Let me beam your waifu up!

二次元キャラクターを移住させる方法……みたいな内容です、たぶん

有料アバターは売れるのか?

たぶん、売れにくいと思う。アバターの総利用者数と、販売されるアバターの種類の総量によって、変動するだろう。

その理由は、たとえ金を出しても、同じ商品を買った人は必ず周囲に居るから。そうであるなら、無料のアバターの代用やアップブレードの役割としてはまるで不足だから、である。

アバターを纏って交流する人々の生活圏が巨大化すると、同じアバターを着ている人がかち合う確率が高くなる。そうすると、顧客(ユーザー)は個性やアイデンティティーの見た目が保てなくなるので、商用アバターでは不足に感じる機会が多くなる。

インディーの商用アバターを利用したり、スキルのオーダーメイドマーケットで専用アバターを作らせたり、買ったりということもできるが、需要によって「店」の数が変わる。店の数が少なければ、やはり似たり寄ったりとなる。また、マタイ効果(※)によって人気のある店が繁盛しても、結果は同じで、似たり寄ったりのアバターが多くなる。
※マタイ効果……格差は増長する傾向があるという原理。人気者はますます人気者に、日陰者はまるで日が当たらない、という現象のこと。

カスタマイズ可能なアバターを提供するサービス(例えばpixiv)とメタバースの提供元(VRChat)が提携する可能性もあるが、現在は過渡期だ。VRChatの場合では、サードパーティー(個人提供)のフリーツールによって、MikuMikuDanceユーザーモデルをアバターに変換することが可能だったが、倫理上タブー視された。VRM形式(VRoid含む)をVRChatで利用する要望もあるが、まだ実現されていないようだ。

カスタマイズできるキャラクターについては、各社が別々のプラットフォームで、こぞって先駆的な仕様を利用可能にしている。

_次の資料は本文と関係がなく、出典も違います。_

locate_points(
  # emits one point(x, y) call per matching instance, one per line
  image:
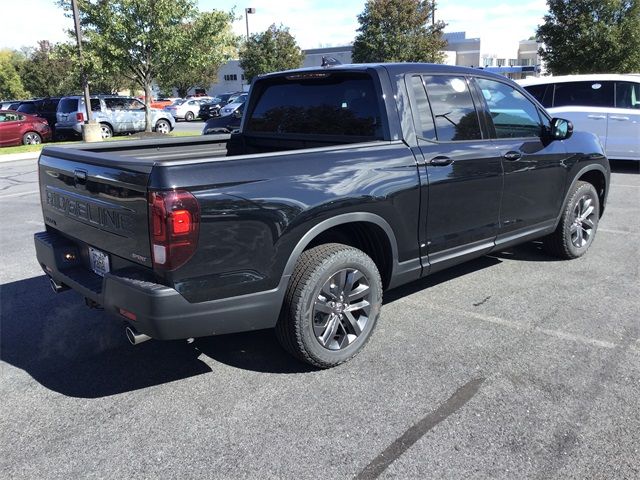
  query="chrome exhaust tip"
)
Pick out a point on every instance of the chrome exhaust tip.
point(57, 287)
point(134, 337)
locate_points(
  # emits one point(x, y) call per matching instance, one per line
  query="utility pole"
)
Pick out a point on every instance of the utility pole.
point(433, 13)
point(90, 130)
point(247, 11)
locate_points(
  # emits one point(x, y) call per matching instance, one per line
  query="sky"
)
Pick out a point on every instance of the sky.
point(315, 23)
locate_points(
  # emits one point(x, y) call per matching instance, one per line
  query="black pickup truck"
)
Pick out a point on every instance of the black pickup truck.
point(342, 182)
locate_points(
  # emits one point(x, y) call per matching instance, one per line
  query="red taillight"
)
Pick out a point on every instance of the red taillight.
point(174, 222)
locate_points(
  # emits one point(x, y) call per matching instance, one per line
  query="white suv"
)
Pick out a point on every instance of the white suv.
point(605, 104)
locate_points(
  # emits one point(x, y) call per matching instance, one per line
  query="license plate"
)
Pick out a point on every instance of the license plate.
point(99, 261)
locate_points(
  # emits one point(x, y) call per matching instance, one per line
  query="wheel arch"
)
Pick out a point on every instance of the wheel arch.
point(386, 256)
point(590, 173)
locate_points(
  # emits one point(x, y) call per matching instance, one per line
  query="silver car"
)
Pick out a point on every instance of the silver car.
point(188, 109)
point(115, 115)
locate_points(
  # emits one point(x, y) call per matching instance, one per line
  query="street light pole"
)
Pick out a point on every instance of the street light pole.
point(85, 82)
point(247, 11)
point(91, 131)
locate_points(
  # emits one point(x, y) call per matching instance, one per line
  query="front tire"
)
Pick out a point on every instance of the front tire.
point(106, 131)
point(162, 126)
point(31, 138)
point(578, 224)
point(331, 305)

ところが、これらが一堂に会する――共有のプラットフォームで実装される――ことは現状では難しいか、もしくはそうした動きが活発ではない。

アバターは、まだプラットフォームという場所に縛られる。どのプラットフォームでも同じアバターを纏う、というわけにはいかない。

またインディーレーベルの立場からすると、長いものに巻かれる(VRoid Studio)ことで商機を得る者もいれば、大手の参入(コトブキヤ)によって、機会を奪われると感じる者もいる。いずれにせよマタイ効果が働くので、有名どころの利用者数は今後も増加するが、中間層から無名のクリエイターは見向きもされない。母数が大きければ大きいほど無名のクリエイターが露出する確率は高まるに違いないが、それでもクリエイターが皆、おしなべて利を得ることはない。格差は増長し続けるからである。

顔をPVCフィギュア的な造型にすることで生まれる利益

私がご提案いたしますのは、立体として正しい、萌え顔の造型です。

 

我々オタク系モデラーが目指す次のベクトルとして、萌えテイストを限りなく無理のない造型で3D化するという使命があります。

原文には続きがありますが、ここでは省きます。